In May 2018, we released a paper describing a comprehensive health insurance reform program called Healthy America. Healthy America (HA) is a hybrid reform approach that uses purchasing leverage to reduce health care prices while improving federal subsidies to provide reduced premium and cost-sharing options for many Americans. The combined reforms could bring the United States close to universal coverage while decreasing national health spending over time and are designed to limit health system disruption. This report updates our previous analysis of the coverage and health spending implications of HA and analyzes two additional options: one without an individual requirement and one that would lead to universal coverage for all legal residents of the US.

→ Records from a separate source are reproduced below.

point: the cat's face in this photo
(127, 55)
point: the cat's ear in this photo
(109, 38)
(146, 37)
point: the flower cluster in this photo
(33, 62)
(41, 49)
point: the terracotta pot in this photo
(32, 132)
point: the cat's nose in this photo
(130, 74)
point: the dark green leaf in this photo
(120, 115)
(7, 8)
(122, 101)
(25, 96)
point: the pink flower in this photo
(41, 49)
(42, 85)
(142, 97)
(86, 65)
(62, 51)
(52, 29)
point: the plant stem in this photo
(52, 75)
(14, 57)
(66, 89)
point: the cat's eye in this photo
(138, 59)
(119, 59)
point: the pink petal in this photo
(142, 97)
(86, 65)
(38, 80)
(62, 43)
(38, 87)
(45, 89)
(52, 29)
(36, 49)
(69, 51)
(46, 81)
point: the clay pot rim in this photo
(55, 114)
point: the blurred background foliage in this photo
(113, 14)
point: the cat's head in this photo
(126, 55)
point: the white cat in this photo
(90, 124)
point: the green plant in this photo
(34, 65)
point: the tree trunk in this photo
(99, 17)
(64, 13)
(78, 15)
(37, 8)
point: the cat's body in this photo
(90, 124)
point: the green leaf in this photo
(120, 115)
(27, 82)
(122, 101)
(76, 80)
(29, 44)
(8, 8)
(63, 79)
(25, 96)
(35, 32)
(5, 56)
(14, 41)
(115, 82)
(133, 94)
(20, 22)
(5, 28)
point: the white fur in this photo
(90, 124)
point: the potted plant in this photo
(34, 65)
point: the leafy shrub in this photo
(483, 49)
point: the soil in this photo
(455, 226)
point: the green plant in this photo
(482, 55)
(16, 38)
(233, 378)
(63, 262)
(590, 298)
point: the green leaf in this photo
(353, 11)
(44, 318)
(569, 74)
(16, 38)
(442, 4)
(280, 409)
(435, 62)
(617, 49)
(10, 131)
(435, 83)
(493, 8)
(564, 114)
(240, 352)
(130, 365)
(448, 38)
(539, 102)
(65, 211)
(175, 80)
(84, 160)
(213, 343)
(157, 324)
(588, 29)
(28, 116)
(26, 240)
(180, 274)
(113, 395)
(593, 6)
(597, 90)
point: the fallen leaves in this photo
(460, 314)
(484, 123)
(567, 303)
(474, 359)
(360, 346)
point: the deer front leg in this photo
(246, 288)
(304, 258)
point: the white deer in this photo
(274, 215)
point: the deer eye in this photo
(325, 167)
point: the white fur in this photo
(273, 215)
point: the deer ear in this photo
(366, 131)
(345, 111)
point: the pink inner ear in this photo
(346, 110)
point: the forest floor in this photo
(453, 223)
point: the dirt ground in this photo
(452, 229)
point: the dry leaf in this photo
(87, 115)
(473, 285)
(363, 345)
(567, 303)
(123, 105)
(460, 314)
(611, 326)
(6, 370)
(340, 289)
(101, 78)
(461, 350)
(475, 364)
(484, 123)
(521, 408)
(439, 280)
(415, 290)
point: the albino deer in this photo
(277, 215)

HA would build on the Affordable Care Act’s (ACA’s) foundation while making substantial changes to correct for its shortcomings under current law as identified by research and analysis over the last decade of experience:
- The premium tax credits and cost-sharing subsidies offered through the ACA’s marketplaces would be enhanced, lowering household premium contributions and reducing out-of-pocket costs when people access medical care.
- The federal government would develop a new public insurance option to be offered through the marketplaces nationwide, offering a lower-cost insurance option to consumers in less competitive insurer and provider markets. In addition, private insurers in the marketplaces would no longer have to pay the much higher rates charged by health care providers in noncompetitive (often rural) areas, which drive high premiums. Plus, additional prescription drug rebates would lower drug prices.
- The marketplaces and their improved financial assistance would be made available to more consumers, including workers who prefer subsidized marketplace coverage over their employer-provided insurance plans and nonelderly low-income people currently eligible for Medicaid. Folding people currently eligible for Medicaid (while preserving their current benefits) and some (mostly low-income) workers into the insurance pools would improve systemwide fairness while making the marketplaces larger and thus more attractive to private insurers. As the number of competing insurers increases, premiums tend to decrease.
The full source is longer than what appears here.